Il 16 giugno si è tenuto un presidio di fronte all’ingresso del Palazzo Reale di Napoli, sede storica della Biblioteca Nazionale, organizzato dall’associazione Mi riconosci? Sono un professionista dei beni culturali per protestare contro lo spostamento della Biblioteca da Palazzo Reale al Real Albergo dei Poveri di Piazza Carlo III.
In occasione della visita del ministro Dario Franceschini a Napoli per la Conferenza dei Ministri della Cultura della regione Euro, lƏ attivistƏ di Mi riconosci hanno organizzato una manifestazione per segnalare il loro dissenso nei confronti della decisione del ministero della Cultura di utilizzare 100 milioni di euro delle risorse del PNRR destinate a Napoli per finanziare un progetto che mette a rischio la tutela dei libri conservati nella Biblioteca, contribuendo a portare avanti il processo di privatizzazione dei beni culturali in atto già da qualche anno, che è stato più volte oggetto di critica da parte del comitato Mi riconosci.
La Biblioteca Nazionale di Napoli, infatti, ospita nelle sue sale un patrimonio dal valore culturale ed economico inestimabile: vi sono conservati circa 2 milioni di volumi, tra cui circa 5.000 incunaboli, 40.000 cinquecentine e 30 mila manoscritti, incluso l’intero corpus autografo delle opere di Giacomo Leopardi, i testi autografi di San Tommaso d’Aquino, Giambattista Vico, Ludovico Ariosto, Torquato Tasso, Giuseppe Ungaretti, Francesco De Sanctis, Benedetto Croce e tanti altri. Maneggiare libri e manoscritti antichi è un’operazione destinata a persone competenti in ambito filologico, studiosƏ che sanno che spostare libri così antichi vuol dire rischiare di comprometterne l’integrità e quindi di perdere delle testimonianze fondamentali del patrimonio artistico nazionale.
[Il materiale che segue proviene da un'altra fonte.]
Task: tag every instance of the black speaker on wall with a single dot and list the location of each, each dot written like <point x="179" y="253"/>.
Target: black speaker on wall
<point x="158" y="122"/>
Eppure il ministero della Cultura giustifica il trasferimento sostenendo la necessità di spazi più ampi all’interno di Palazzo Reale per esposizioni museali e, più in generale, per grandi eventi di stampo istituzionale e non, magari in grado di dare dei profitti che spesso mancano quando si tratta di quei beni culturali che difficilmente si prestano alla monetizzazione, come ad esempio biblioteche e archivi. D’altronde, quello di Napoli è un modello per il quale è prevista una applicazione su scala nazionale e valido quindi anche per altre città, come nel caso dello spostamento della Biblioteca di Archeologia e Storia dell’arte di Roma da Palazzo Venezia a Palazzo San Felice, al Quirinale, per la quale sono state addotte le stesse motivazioni.
Più in generale, a Napoli come in Italia è in atto un processo di privatizzazione dei beni culturali che Mi riconosci osteggia ampiamente a causa delle ripercussioni che questo può avere sulle condizioni lavorative dei professionisti del settore e sulla effettiva promozione del patrimonio culturale. Infatti, stando alle numerose inchieste portate avanti dall’associazione, in Italia la tutela del lavoro nel settore culturale è ai minimi termini. Le fondazioni a partenariato pubblico-privato che si occupano di preservare i beni culturali hanno la possibilità di avere ampi margini di flessibilità nella gestione del personale, magari ricorrono al volontariato sostitutivo ed evitano di sottoscrivere contratti adeguati, che prevedano la tutela dei fondamentali diritti del lavoro.
In linea quindi con la sue modalità di azione, anche in questo caso l’associazione si è occupata di sensibilizzare la cittadinanza sul tema della tutela dei beni culturali e dei diritti dei lavoratori e delle lavoratrici che operano nel settore, e quindi di spingere le istituzioni e i sindacati a prendere provvedimenti fattivi in tal senso.